Remix.run Logo
benreesman 19 hours ago

As someone who has historically been very much an LLM inevitabalism skeptic and has recently decided that we've crossed the breakeven point with indiscriminant use of Opus 4, eh, it's precisely because we're in late LLM === AGI hype world. They're actually cutting the shit on "this can do anything, and in a month, twice that!". This thing is crazy operator aligned, wildly SFT'd on curated codebases, and running a TTFT and cost that means it's basically Chinchilla maxed out, back to work boys, sell some NVIDIA stock.

This is precisely the opposite data point to the one you'd expect if the TESCREAL hype men were right: you do that when the writing is on the wall that this thing is uniquely suited to coding and the only way you'll ever do better than quantize and ad support it is to go after a deep pocketed vertical (our employers).

Nothing whatsoever to do with making a military drone or a car that can handle NYC or an Alexa that's useful instead of an SNL skit. That's other ML (very cool ML).

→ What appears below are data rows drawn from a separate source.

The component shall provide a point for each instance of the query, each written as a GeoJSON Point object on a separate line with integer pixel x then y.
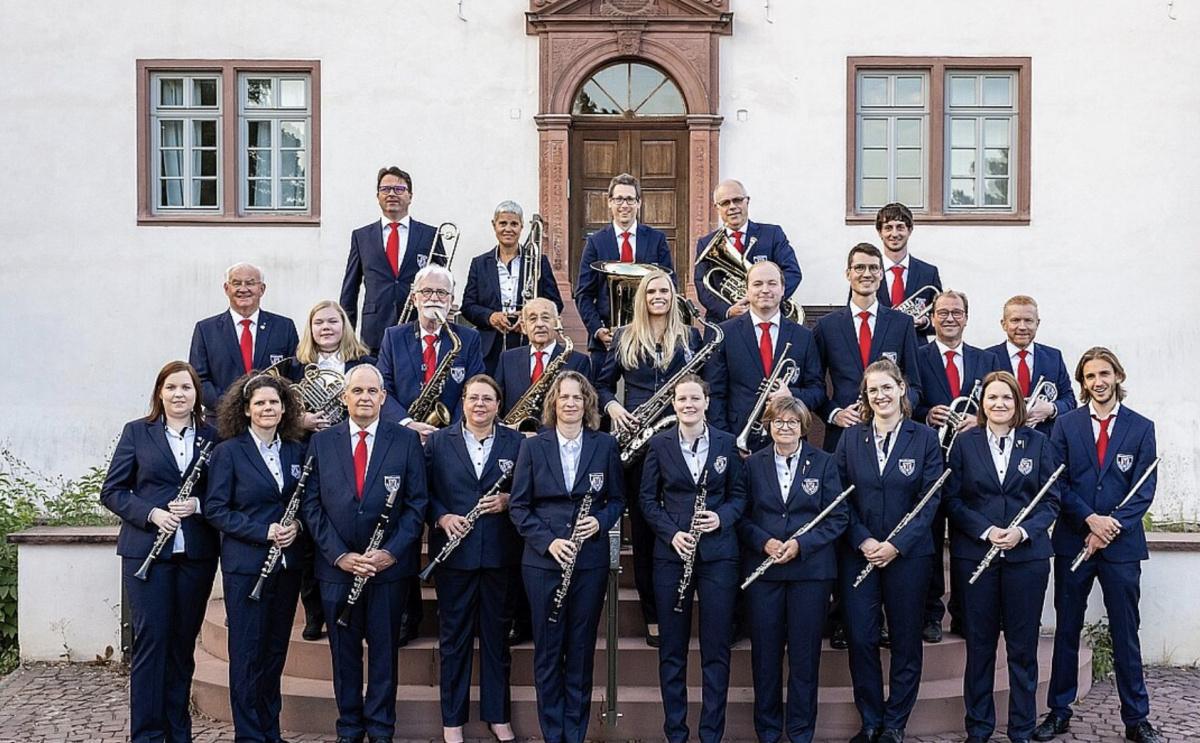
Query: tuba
{"type": "Point", "coordinates": [730, 269]}
{"type": "Point", "coordinates": [427, 407]}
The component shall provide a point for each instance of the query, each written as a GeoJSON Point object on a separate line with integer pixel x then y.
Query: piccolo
{"type": "Point", "coordinates": [289, 516]}
{"type": "Point", "coordinates": [937, 485]}
{"type": "Point", "coordinates": [185, 492]}
{"type": "Point", "coordinates": [1017, 521]}
{"type": "Point", "coordinates": [801, 532]}
{"type": "Point", "coordinates": [1084, 553]}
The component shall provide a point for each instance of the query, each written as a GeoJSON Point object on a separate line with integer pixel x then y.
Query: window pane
{"type": "Point", "coordinates": [997, 91]}
{"type": "Point", "coordinates": [963, 192]}
{"type": "Point", "coordinates": [909, 132]}
{"type": "Point", "coordinates": [204, 93]}
{"type": "Point", "coordinates": [874, 90]}
{"type": "Point", "coordinates": [258, 91]}
{"type": "Point", "coordinates": [963, 90]}
{"type": "Point", "coordinates": [171, 91]}
{"type": "Point", "coordinates": [907, 165]}
{"type": "Point", "coordinates": [293, 94]}
{"type": "Point", "coordinates": [875, 163]}
{"type": "Point", "coordinates": [910, 91]}
{"type": "Point", "coordinates": [963, 132]}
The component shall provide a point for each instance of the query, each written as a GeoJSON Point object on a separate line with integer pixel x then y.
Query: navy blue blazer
{"type": "Point", "coordinates": [771, 244]}
{"type": "Point", "coordinates": [454, 489]}
{"type": "Point", "coordinates": [142, 477]}
{"type": "Point", "coordinates": [976, 498]}
{"type": "Point", "coordinates": [513, 371]}
{"type": "Point", "coordinates": [545, 509]}
{"type": "Point", "coordinates": [243, 502]}
{"type": "Point", "coordinates": [894, 337]}
{"type": "Point", "coordinates": [216, 349]}
{"type": "Point", "coordinates": [1047, 363]}
{"type": "Point", "coordinates": [738, 371]}
{"type": "Point", "coordinates": [481, 297]}
{"type": "Point", "coordinates": [403, 371]}
{"type": "Point", "coordinates": [771, 517]}
{"type": "Point", "coordinates": [387, 292]}
{"type": "Point", "coordinates": [340, 522]}
{"type": "Point", "coordinates": [1096, 487]}
{"type": "Point", "coordinates": [592, 288]}
{"type": "Point", "coordinates": [935, 388]}
{"type": "Point", "coordinates": [881, 501]}
{"type": "Point", "coordinates": [669, 493]}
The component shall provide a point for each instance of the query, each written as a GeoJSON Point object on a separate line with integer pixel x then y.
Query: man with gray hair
{"type": "Point", "coordinates": [241, 339]}
{"type": "Point", "coordinates": [496, 286]}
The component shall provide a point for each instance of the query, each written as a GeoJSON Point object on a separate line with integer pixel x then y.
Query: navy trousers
{"type": "Point", "coordinates": [474, 603]}
{"type": "Point", "coordinates": [167, 610]}
{"type": "Point", "coordinates": [376, 621]}
{"type": "Point", "coordinates": [564, 651]}
{"type": "Point", "coordinates": [786, 616]}
{"type": "Point", "coordinates": [258, 646]}
{"type": "Point", "coordinates": [1121, 586]}
{"type": "Point", "coordinates": [900, 589]}
{"type": "Point", "coordinates": [717, 583]}
{"type": "Point", "coordinates": [1011, 593]}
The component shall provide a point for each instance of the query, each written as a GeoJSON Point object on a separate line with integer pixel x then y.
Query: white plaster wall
{"type": "Point", "coordinates": [100, 303]}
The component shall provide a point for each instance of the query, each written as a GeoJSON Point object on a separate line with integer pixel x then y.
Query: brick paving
{"type": "Point", "coordinates": [87, 703]}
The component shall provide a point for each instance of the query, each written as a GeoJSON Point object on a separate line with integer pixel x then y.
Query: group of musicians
{"type": "Point", "coordinates": [312, 465]}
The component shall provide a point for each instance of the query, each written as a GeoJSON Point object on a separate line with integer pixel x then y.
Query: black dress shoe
{"type": "Point", "coordinates": [1051, 726]}
{"type": "Point", "coordinates": [1143, 732]}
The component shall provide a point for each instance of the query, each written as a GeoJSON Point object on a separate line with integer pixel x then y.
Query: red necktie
{"type": "Point", "coordinates": [394, 247]}
{"type": "Point", "coordinates": [864, 339]}
{"type": "Point", "coordinates": [952, 375]}
{"type": "Point", "coordinates": [1023, 373]}
{"type": "Point", "coordinates": [537, 366]}
{"type": "Point", "coordinates": [898, 285]}
{"type": "Point", "coordinates": [765, 348]}
{"type": "Point", "coordinates": [430, 357]}
{"type": "Point", "coordinates": [247, 346]}
{"type": "Point", "coordinates": [1102, 441]}
{"type": "Point", "coordinates": [360, 465]}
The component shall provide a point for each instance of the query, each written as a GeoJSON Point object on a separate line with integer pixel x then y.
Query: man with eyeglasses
{"type": "Point", "coordinates": [949, 369]}
{"type": "Point", "coordinates": [755, 241]}
{"type": "Point", "coordinates": [384, 256]}
{"type": "Point", "coordinates": [904, 274]}
{"type": "Point", "coordinates": [624, 240]}
{"type": "Point", "coordinates": [240, 340]}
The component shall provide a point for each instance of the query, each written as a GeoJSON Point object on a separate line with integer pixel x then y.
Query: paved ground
{"type": "Point", "coordinates": [67, 703]}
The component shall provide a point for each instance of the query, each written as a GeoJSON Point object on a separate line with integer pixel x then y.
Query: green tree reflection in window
{"type": "Point", "coordinates": [629, 89]}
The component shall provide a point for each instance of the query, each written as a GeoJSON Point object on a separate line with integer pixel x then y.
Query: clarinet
{"type": "Point", "coordinates": [185, 492]}
{"type": "Point", "coordinates": [289, 516]}
{"type": "Point", "coordinates": [393, 485]}
{"type": "Point", "coordinates": [472, 517]}
{"type": "Point", "coordinates": [694, 532]}
{"type": "Point", "coordinates": [904, 522]}
{"type": "Point", "coordinates": [569, 568]}
{"type": "Point", "coordinates": [1017, 521]}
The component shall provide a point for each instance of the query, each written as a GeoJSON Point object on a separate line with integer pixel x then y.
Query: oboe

So the frontier lab folks have finally replaced the information commons they first destroyed, except you need a nuclear reactor and a bunch of Taiwan hawks that make Dick Cheney look like a weak-kneed feminist to run it at a loss forever.

The thing is, this kind of one ine itabalism isn't new: David Graeber spent a luminous career tearing strips off of hacks like Harari for the same exact moral and intellectual failure perpetrated by the same class warfare dynamics for the same lowbrow reasons.

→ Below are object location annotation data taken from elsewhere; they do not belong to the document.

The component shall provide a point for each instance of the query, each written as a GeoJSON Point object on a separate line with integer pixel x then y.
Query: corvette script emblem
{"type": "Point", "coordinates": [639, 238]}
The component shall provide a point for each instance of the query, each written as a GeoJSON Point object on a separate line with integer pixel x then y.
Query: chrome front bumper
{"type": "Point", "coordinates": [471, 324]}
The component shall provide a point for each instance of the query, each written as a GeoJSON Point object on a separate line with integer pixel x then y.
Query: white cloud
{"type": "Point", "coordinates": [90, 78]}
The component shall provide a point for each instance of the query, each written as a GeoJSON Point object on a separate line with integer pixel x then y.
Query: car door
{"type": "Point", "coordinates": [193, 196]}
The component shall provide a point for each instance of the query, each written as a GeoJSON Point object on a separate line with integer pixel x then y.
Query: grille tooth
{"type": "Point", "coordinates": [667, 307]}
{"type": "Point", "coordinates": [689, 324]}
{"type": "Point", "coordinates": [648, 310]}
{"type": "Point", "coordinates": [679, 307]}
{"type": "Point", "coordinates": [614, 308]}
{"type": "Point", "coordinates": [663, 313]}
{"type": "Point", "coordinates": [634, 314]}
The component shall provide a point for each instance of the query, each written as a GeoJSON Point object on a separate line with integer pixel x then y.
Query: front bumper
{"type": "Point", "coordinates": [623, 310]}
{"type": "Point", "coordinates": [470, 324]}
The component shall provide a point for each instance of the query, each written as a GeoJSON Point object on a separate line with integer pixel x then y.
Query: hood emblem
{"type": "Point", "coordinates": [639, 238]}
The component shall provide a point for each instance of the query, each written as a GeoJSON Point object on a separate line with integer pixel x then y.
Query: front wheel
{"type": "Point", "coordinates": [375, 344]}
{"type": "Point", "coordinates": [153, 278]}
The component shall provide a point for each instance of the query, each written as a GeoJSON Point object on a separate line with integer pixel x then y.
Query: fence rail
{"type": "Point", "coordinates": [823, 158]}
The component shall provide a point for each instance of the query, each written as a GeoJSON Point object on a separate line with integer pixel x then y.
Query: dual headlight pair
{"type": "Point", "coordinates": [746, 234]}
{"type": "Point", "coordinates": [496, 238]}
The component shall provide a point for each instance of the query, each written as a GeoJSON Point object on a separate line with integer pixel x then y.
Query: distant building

polotics 18 hours ago | parent | next [-]

Can you translate "SFT'd" and "TTFT" and "TESCREAL" for the less clued-in members of the audience? On "one ine itabalism" I just gave up.

tricorn 5 hours ago | parent | next [-]

I just selected some of the text and my browser told me what they meant along with some background and some links for more information. The "one ine itabilism" actually found this conversation as a reference ...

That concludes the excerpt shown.